Thailand’s government will deploy 10,000 police in the capital for Sunday’s election, which protesters have promised to disrupt as part of their drawn-out attempt to topple Prime Minister Yingluck Shinawatra.
The government decided on Tuesday to press ahead with the February 2 election, which the main opposition party plans to boycott and despite warnings that it could lead to more violence without resolving the country’s increasingly bitter political divide.
“I ask Bangkok residents to come out and vote,” Labour Minister Chalerm Yoobamrung told reporters on Wednesday.
“The police will take care of security … Those who are thinking of going and shutting polling stations in the morning should think twice because the police will not allow them to.”
Protesters prevented early voting at many polling stations in Bangkok last Sunday.

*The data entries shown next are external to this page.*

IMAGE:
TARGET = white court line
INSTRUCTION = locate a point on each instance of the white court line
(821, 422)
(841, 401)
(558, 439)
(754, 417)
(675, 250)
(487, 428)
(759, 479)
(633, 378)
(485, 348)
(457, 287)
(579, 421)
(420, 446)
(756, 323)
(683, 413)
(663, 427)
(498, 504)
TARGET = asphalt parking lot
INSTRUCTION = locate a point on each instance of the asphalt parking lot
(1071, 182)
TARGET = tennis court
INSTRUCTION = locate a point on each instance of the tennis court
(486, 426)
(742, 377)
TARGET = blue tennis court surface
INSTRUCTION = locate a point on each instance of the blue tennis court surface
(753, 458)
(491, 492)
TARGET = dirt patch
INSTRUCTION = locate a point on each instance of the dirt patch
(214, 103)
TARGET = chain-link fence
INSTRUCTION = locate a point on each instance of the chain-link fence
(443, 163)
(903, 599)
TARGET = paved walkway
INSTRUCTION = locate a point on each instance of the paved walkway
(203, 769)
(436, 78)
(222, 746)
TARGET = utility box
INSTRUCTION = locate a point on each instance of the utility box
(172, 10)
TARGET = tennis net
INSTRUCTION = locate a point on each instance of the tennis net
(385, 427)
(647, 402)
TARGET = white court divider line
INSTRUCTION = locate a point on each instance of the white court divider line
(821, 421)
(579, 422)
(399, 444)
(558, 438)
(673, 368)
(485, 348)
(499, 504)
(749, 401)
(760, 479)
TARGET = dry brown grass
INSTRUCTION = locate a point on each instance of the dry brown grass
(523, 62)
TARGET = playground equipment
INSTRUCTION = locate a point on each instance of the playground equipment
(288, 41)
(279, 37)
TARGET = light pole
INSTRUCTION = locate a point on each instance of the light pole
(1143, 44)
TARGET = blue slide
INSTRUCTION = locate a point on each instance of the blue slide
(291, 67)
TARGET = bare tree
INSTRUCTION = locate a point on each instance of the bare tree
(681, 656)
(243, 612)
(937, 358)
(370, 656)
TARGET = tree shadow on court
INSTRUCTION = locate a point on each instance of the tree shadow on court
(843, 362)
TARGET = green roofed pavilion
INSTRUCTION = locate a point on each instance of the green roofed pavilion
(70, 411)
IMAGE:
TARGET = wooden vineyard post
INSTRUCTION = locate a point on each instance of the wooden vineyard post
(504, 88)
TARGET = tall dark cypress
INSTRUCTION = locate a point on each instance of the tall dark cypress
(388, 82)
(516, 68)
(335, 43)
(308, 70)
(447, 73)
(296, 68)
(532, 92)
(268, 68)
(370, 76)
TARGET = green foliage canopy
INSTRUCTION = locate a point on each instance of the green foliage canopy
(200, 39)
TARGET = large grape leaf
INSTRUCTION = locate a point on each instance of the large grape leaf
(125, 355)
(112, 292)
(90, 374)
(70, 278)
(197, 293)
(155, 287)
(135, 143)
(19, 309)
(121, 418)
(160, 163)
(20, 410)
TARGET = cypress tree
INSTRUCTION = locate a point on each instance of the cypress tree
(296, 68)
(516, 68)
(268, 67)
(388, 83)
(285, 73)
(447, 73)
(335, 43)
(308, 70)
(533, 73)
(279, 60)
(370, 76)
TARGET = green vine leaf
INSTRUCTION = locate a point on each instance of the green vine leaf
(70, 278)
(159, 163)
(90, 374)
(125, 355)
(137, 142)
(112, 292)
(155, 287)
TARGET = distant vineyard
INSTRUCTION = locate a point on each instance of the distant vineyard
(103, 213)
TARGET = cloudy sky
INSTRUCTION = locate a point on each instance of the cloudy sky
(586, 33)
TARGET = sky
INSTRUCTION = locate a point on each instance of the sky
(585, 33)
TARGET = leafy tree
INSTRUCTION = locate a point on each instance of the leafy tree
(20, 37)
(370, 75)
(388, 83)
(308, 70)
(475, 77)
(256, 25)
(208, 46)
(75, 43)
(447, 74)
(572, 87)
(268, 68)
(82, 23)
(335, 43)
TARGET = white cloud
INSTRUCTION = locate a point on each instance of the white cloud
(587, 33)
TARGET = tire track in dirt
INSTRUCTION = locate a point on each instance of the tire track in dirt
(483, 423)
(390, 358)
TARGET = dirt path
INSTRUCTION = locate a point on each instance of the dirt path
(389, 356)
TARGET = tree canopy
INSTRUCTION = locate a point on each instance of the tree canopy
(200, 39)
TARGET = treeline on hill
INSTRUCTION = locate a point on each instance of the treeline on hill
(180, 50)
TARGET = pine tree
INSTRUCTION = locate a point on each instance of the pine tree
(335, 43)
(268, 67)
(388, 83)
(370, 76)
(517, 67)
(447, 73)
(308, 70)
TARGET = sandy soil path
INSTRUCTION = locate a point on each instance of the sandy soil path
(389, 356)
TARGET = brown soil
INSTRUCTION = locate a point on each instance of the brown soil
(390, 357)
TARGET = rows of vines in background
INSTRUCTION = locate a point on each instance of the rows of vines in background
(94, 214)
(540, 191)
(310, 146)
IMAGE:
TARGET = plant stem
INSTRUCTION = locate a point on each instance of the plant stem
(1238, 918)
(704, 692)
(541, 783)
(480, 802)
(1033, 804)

They took to the streets in November in the latest eruption of a political conflict that has gripped Thailand for eight years. It broadly pits Bangkok’s middle class and royalist establishment against the mainly poor, rural supporters of Yingluck and her brother, ousted former premier Thaksin Shinawatra, who lives in self-imposed exile.
The protesters accuse Yingluck of being a puppet of Thaksin, a man they say is a corrupt crony capitalist who used taxpayers’ money to buy elections with costly populist giveaways.
Chalerm, who is in charge of a state of emergency imposed last week, told reporters about 10,000 police would be dispatched on Sunday to take care of security at the capital’s polling stations.
Even though Yingluck’s ruling party is certain to win, not enough candidates have been able to register to provide a quorum in the new parliament after the election.